1 serving (150 grams) contains 300 calories, 18.0 grams of protein, 24.0 grams of fat, and 6.0 grams of carbohydrates.
Calories |
480 | ||
|---|---|---|---|
% Daily Value* |
|||
| Total Fat | 38.4 g | 49% | |
| Saturated Fat | 24 g | 120% | |
| Polyunsaturated Fat | 0 g | ||
| Cholesterol | 80.0 mg | 26% | |
| Sodium | 640.0 mg | 27% | |
| Total Carbohydrates | 9.6 g | 3% | |
| Dietary Fiber | 0 g | 0% | |
| Sugars | 3.2 g | ||
| protein | 28.8 g | 57% | |
| Vitamin D | 0 mcg | 0% | |
| Calcium | 768 mg | 59% | |
| Iron | 1.9 mg | 10% | |
| Potassium | 240 mg | 5% | |
* Percent Daily Values are based on a 2,000 calorie diet. Your daily values may be higher or lower depending on your calorie needs.
Sauteed Paneer is a vibrant dish rooted in Indian cuisine, showcasing the versatility of paneer, a protein-rich, fresh cheese made from cow or buffalo milk.

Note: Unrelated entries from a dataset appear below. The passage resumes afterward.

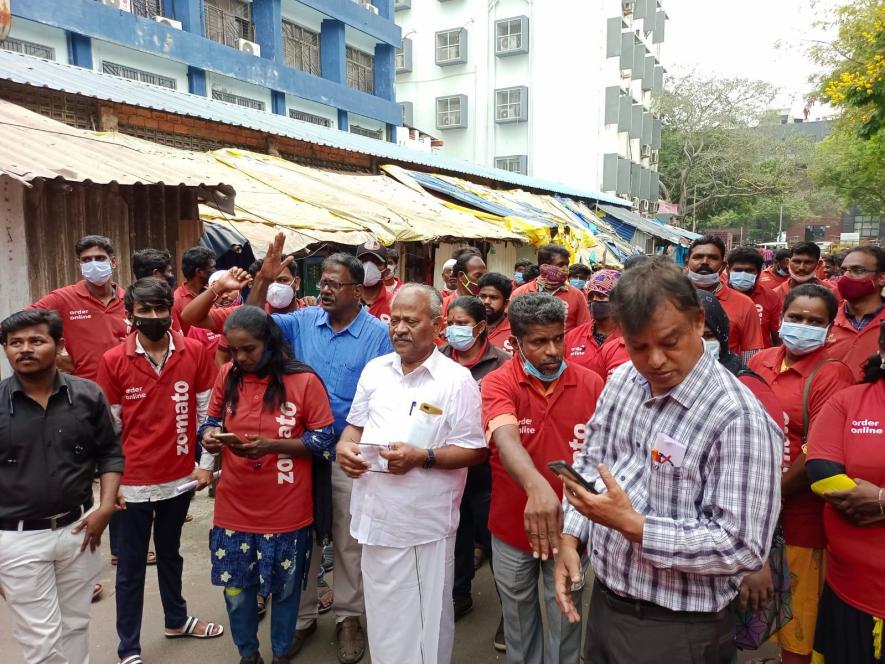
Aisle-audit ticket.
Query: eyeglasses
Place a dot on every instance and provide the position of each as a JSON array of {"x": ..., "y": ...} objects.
[
  {"x": 334, "y": 286},
  {"x": 857, "y": 270}
]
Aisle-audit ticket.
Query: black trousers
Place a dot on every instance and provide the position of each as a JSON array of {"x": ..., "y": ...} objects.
[
  {"x": 615, "y": 636},
  {"x": 134, "y": 531},
  {"x": 473, "y": 527}
]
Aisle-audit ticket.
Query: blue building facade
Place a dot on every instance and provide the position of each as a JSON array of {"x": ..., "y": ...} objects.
[{"x": 326, "y": 62}]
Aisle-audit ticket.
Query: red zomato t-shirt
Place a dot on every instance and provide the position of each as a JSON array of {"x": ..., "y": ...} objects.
[
  {"x": 90, "y": 327},
  {"x": 271, "y": 494},
  {"x": 159, "y": 411},
  {"x": 551, "y": 428},
  {"x": 802, "y": 513},
  {"x": 576, "y": 310},
  {"x": 850, "y": 430}
]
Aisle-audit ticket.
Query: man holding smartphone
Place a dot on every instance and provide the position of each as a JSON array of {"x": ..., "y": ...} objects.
[{"x": 535, "y": 408}]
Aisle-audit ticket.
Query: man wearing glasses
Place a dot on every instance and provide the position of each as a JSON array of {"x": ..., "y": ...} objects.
[
  {"x": 855, "y": 332},
  {"x": 91, "y": 310},
  {"x": 337, "y": 338}
]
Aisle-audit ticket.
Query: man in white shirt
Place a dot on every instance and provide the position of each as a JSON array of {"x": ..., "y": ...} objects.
[{"x": 413, "y": 429}]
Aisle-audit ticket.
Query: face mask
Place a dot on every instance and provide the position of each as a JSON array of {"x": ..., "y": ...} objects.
[
  {"x": 854, "y": 289},
  {"x": 471, "y": 286},
  {"x": 713, "y": 347},
  {"x": 799, "y": 279},
  {"x": 703, "y": 279},
  {"x": 600, "y": 310},
  {"x": 280, "y": 296},
  {"x": 153, "y": 328},
  {"x": 460, "y": 337},
  {"x": 742, "y": 281},
  {"x": 97, "y": 273},
  {"x": 372, "y": 274},
  {"x": 530, "y": 369},
  {"x": 803, "y": 339},
  {"x": 553, "y": 276}
]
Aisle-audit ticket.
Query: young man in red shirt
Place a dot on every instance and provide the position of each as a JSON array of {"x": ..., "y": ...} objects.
[
  {"x": 854, "y": 332},
  {"x": 744, "y": 268},
  {"x": 535, "y": 410},
  {"x": 197, "y": 265},
  {"x": 583, "y": 342},
  {"x": 158, "y": 385},
  {"x": 91, "y": 310},
  {"x": 494, "y": 293},
  {"x": 553, "y": 260},
  {"x": 706, "y": 259}
]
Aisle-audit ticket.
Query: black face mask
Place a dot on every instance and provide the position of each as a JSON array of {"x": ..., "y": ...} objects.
[
  {"x": 153, "y": 328},
  {"x": 600, "y": 310}
]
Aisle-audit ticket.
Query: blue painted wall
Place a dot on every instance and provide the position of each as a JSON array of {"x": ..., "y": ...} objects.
[{"x": 87, "y": 19}]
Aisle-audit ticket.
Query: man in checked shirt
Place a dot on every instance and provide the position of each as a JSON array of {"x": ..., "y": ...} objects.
[{"x": 688, "y": 466}]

This flavorful dish typically combines small cubes of paneer with a medley of sautéed vegetables like bell peppers, onions, and tomatoes, seasoned with heartwarming spices such as turmeric, cumin, and chili powder. Packed with protein and calcium, paneer supports bone health and muscle development. Including vegetables enriches the dish with essential vitamins, minerals, and fiber, promoting overall vitality. However, paneer is naturally high in saturated fat, so portion control is advisable for those managing cholesterol or calorie intake. This dish, often cooked in minimal oil, strikes a balance between traditional flavors and nutritional satisfaction, making it a popular and wholesome choice for vegetarians and beyond.
Our nutrition data comes from trusted, authoritative sources to ensure accuracy and reliability. Below are specific scientific references and authoritative sources for this food item.
Additional Authoritative Sources:
Daily value percentages based on FDA guidelines. Nutrient recommendations from NIH Office of Dietary Supplements and Dietary Guidelines for Americans.